Another contributing factor to the show's newfound extended length was the expressed goal of the Duffers to finally provide answers to uncertainties regarding the series' long-simmering mythology, which they have been slowly revealing like "layers of [an] onion" over the past three seasons. Halfway through writing the fourth season, Matthew and Ross realized they were going to need a ninth episode to include all of their desired plot points, which Netflix in turn "quickly approved". During production on the first season, the duo prepared a twenty-page document for Netflix that explained the show's universe, including what the Upside Down is, in clear detail. In turn, material from the document dictated certain plots while writing the season.
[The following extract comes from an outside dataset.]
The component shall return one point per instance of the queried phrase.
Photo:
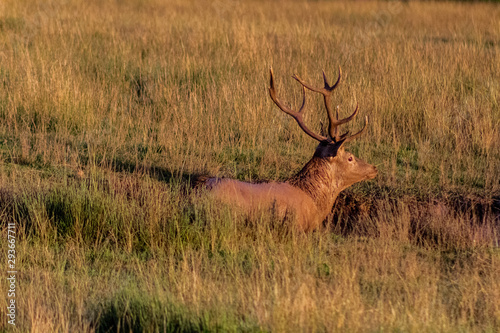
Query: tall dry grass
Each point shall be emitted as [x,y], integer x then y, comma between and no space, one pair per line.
[107,109]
The Duffers wanted to spend more time within the Upside Down in this season, as the narrative of the third season gave them little opportunity to explore it further.

Since the fourth season is the longest-running season produced so far, the Duffers and Netflix opted for a two-volume release plan. In a letter from the Duffer Brothers posted by Netflix, the duo revealed they wrote nine scripts spanning over 800 pages, and that the fourth season is nearly double the length of any of the previously released seasons. 

In an interview on the Netflix podcast Present Company with Krista Smith, Ross Duffer discussed season four's much more mature tone, which he indicated will be at least partially achieved by "[leaning] into" the horror genre:

In a May 2022 interview with Entertainment Weekly on their Around the Table series, Finn Wolfhard stated that this season feels like "five movies into one", comparing it to "Scooby-Doo-meets-Zodiac-killer" while also being a "stoner action-comedy" and a "Russian prison movie".

The character of Eddie Munson is based on Damien Echols, one of the West Memphis Three who was wrongly convicted in 1994 of the deaths of three boys due to his appearance, which residents tied to being part of a satanic cult. The writers drew from Paradise Lost, a documentary covering Echols, for Eddie's story.

As they had done with the Demogorgon from the first season, the Duffers opted to use the Dungeons & Dragons character of Vecna as the basis of this season's antagonist, something that the child characters would recognize and understand the dangers due to their familiarity through the role-playing game. While Vecna was not fully introduced in Dungeons & Dragons materials until 1990 through the module Vecna Lives!, and only had been alluded to in the lore prior to that, the Duffers believed that Eddie was an advanced gamemaster that was able to extrapolate how Vecna would behave for purposes of the show.

Casting 
By November 1, 2019, casting had begun to add four new male characters to the fourth season's lineup, with three of the roles being teenagers and one of them being an adult. The teenaged roles were characterized as ranging "from a metalhead to an entitled jock to a character that sounds an awful lot like the twin of Fast Times at Ridgemont High stoner Jeff Spicoli", while the adult character was tied to the Russian storyline introduced during the third season.

On December 3, 2019, it was confirmed by the show's writers' room that Maya Hawke's character Robin would be returning for the fourth season. On February 14, 2020, Netflix confirmed David Harbour would return as Jim Hopper and that Tom Wlaschiha had been cast as a Russian malefactor. Priah Ferguson's return to the series was confirmed in February 2020. That March, Brett Gelman's promotion to series regular was also confirmed. On October 27, 2020, it was reported that Maya Hawke's brother, Levon Thurman-Hawke, was cast in an undisclosed role. 

On November 20, 2020, Jamie Campbell Bower, Eduardo Franco, and Joseph Quinn were cast as series regulars while Sherman Augustus, Mason Dye, Nikola Đuričko, and Robert Englund joined the cast in recurring roles for the fourth season; Englund, best known for portraying Freddy Krueger in the Nightmare on Elm Street films, had approached the Duffers for a role in Stranger Things, which fit well with the direction they wanted to take this season. On June 9, 2021, Amybeth McNulty, Myles Truitt, Regina Ting Chen, and Grace Van Dien joined the cast in recurring roles for the fourth season.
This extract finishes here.